Extreme Optimization > User's Guide > Statistics Library > Regression Analysis > Logistic Regression

Extreme Optimization User's Guide

User's Guide

Up: Regression Analysis Next: Analysis of Variance Previous: Nonlinear Regression Contents

Logistic Regression

Logistic regression is a technique to analyze a situation where the outcome can have two possible values. The Extreme Optimization Numerical Libraries for .NET supports logistic regression through the LogisticRegressionModel class.

Constructing Logistic Regression Models

The LogisticRegressionModel class has four constructors.

The first constructor takes two parameters. The first is a NumericalVariable that represents the dependent variable. The second is an array of NumericalVariable objects that represent the independent variables.

C# CopyCode imageCopy Code
NumericalVariable dependent = new NumericalVariable("y", yData);
NumericalVariable independent1 = new NumericalVariable("x1", x1Data);
NumericalVariable independent2 = new NumericalVariable("x2", x2Data);
LogisticRegressionModel model1 =    new LogisticRegressionModel(dependent, independent);
Visual Basic CopyCode imageCopy Code
Dim dependent As NumericalVariable = New NumericalVariable("y", yData)
Dim independent1 As NumericalVariable = New NumericalVariable("x1", xData)
Dim independent2 As NumericalVariable = New NumericalVariable("x2", xData)
Dim model1 As LogisticRegressionModel = _
    New LogisticRegressionModel(dependent, independent)

The second constructor takes 3 parameters.

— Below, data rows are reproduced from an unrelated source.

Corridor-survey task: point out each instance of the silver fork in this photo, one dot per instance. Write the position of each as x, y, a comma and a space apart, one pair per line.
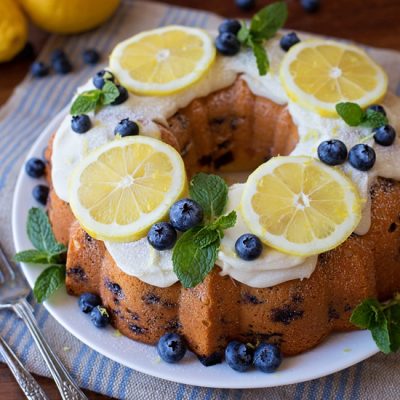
13, 292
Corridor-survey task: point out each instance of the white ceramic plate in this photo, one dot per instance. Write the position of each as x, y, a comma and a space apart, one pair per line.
337, 352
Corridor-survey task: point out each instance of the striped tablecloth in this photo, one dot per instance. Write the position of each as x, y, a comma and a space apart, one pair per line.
32, 106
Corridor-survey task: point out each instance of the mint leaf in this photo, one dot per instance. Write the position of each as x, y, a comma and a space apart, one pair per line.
211, 192
261, 58
48, 282
351, 113
86, 102
268, 21
192, 263
110, 92
40, 233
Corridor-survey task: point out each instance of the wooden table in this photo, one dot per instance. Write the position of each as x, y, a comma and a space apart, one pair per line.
373, 22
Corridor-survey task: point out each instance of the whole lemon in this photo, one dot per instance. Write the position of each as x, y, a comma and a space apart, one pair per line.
69, 16
13, 29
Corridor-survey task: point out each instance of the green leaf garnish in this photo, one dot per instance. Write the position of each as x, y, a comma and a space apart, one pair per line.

The first parameter is a VariableCollection object that contains the variables to be used in the regression. The second parameter is a string containing the name of the dependent variable. The third parameter is an array of strings containing the names of the independent variables. All the names must exist in the collection specified by the first parameter. All variables must be of type NumericalVariable.

C# CopyCode imageCopy Code
VariableCollection variables = new VariableCollection();
variables.Add(dependent);
variables.Add(independent1);
variables.Add(independent2);
LogisticRegressionModel model2 =    new LogisticRegressionModel(variables, "y", new string() {"x1", "x2"});
Visual Basic CopyCode imageCopy Code
Dim variables As VariableCollection = New VariableCollection()
variables.Add(dependent)
variables.Add(independent1)
variables.Add(independent2)
Dim model2 As LogisticRegressionModel = _
    New LogisticRegressionModel(variables, "y", New String() {"x1", "x2"})

The third constructor also takes 3 parameters. The first parameter is a DataTable object that contains the data for the regression analysis. The second parameter is a string containing the name of the column that contains the data for the dependent variable. The third parameter is a string containing the name of the column that contains the data for the independent variable. Both columns must be numerical or convertible to numerical values.

C# CopyCode imageCopy Code
// Fill data table with data from some datasource.
LogisticRegressionModel model3 =    new LogisticRegressionModel(table, "y", new string() {"x1", "x2"});
Visual Basic CopyCode imageCopy Code
Dim table As DataTable = New DataTable()
' Fill data table with data from some datasource.
Dim model3 As LogisticRegressionModel = _
    New LogisticRegressionModel(table, "y", New String() {"x1", "x2"})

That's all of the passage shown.